I was also determined to make fundraising FUN. My husband and I have given a lot of money (for us) to a local mental health foundation because their main fundraiser is a dinner with fancy desserts, a live auction, and a hilarious trivia contest. At the end of the night, we’ve had a great evening out with friends and supported a cause we care about.

I knew I couldn’t do an upscale gala, so instead I organized an “All Ages Happy Hour” at a local café that serves beer and wine along with coffee and pastry. I asked local businesses to donate prizes for a raffle. I ordered infinity rainbow pins to give away and we put up rainbow balloons. We turned it into a party! We gave away the infinity rainbow pins to everyone who came into the café. I had planned some games but everyone was so busy talking that we didn’t end up playing them.
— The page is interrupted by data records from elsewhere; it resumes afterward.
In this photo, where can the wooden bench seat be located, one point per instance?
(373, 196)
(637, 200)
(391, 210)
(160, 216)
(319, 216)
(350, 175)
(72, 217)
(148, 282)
The owner of the barbershop next door came in. It turns out he is autistic and he was excited to learn about OAR. The café is considering scheduling an event for families with sensory sensitivities. It wasn’t a huge gala, but it was genuinely fun and the “All Ages Happy Hour” raised a lot of money.

By the end of the campaign, I had raised over $7000 dollars. It turns out that the things I love about running – joy, connection, and satisfaction – were also possible through fundraising. I plan to learn what I used raising money for OAR to help other organizations in my local community and I look forward to running for OAR again in the future. I am so grateful for opportunity OAR offered me. Thank you!

Sarah Elise Wiliarty is an Associate Professor of Government at Wesleyan University specializing in European politics. Her daughter Geneva was diagnosed with autism and ADHD at the age of 15. Sarah is a passionate runner and coach. She has run sixteen marathons and countless other races. She and Geneva enjoy baking and traveling together.